Envy and ignorance, insurance, causation vs correlation

Mike takes a look at How Does Wealth Affect Auto Insurance Coverage and Costs? and provides an illustrative example.

“These days, auto insurance companies offer discounts based on your education, profession and wealth. They don’t tell that they give you discounts because you are rich. … Effects of credit score cannot be ignored either.

These revelations may come across as discrimination and many states fought using credit score as a factor in premium calculations. However, the fact is that companies and the studies carried about by some states showed that people with better credit history are less likely to make claims.”

As Mike points out, the discrimination is based on factors that insurance companies have found correlated to their costs.
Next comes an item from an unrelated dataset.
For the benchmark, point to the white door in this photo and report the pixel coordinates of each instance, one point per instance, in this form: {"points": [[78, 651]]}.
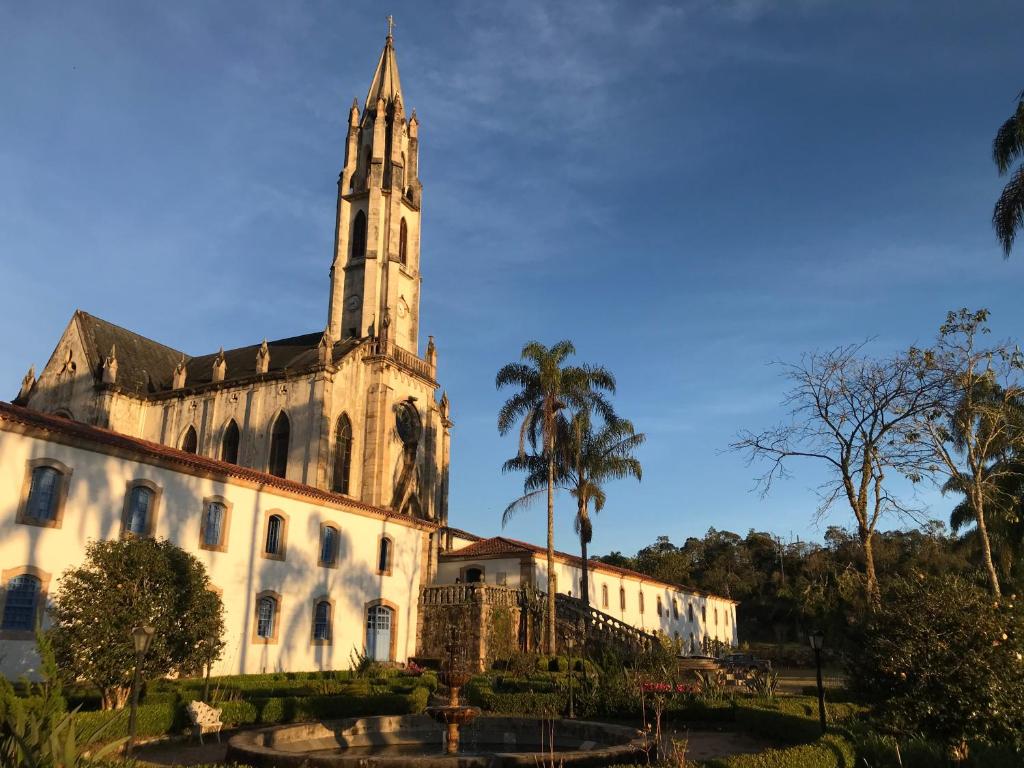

However, discrimination is a bad word these days. There is an ongoing effort to eliminate any form of discrimination. Perhaps one of the better examples of this has been in the housing market. Banks and other lenders were forced to eliminate their traditional methods for discriminating between who was likely to pay back the loan and who wasn’t. The result was the housing crash between 2005 and 2010.

Discrimination, whether in product quality or in business factors, can lead to increased quality, better production and reduced costs, and a growth in wealth … but it also results in winners and losers and that, for some, is morally repugnant. The choice is better wealth and health for all as in the U.S. or what people suffer in places like Cuba and Venezuela. The underlying problem is that some can’t see this reality.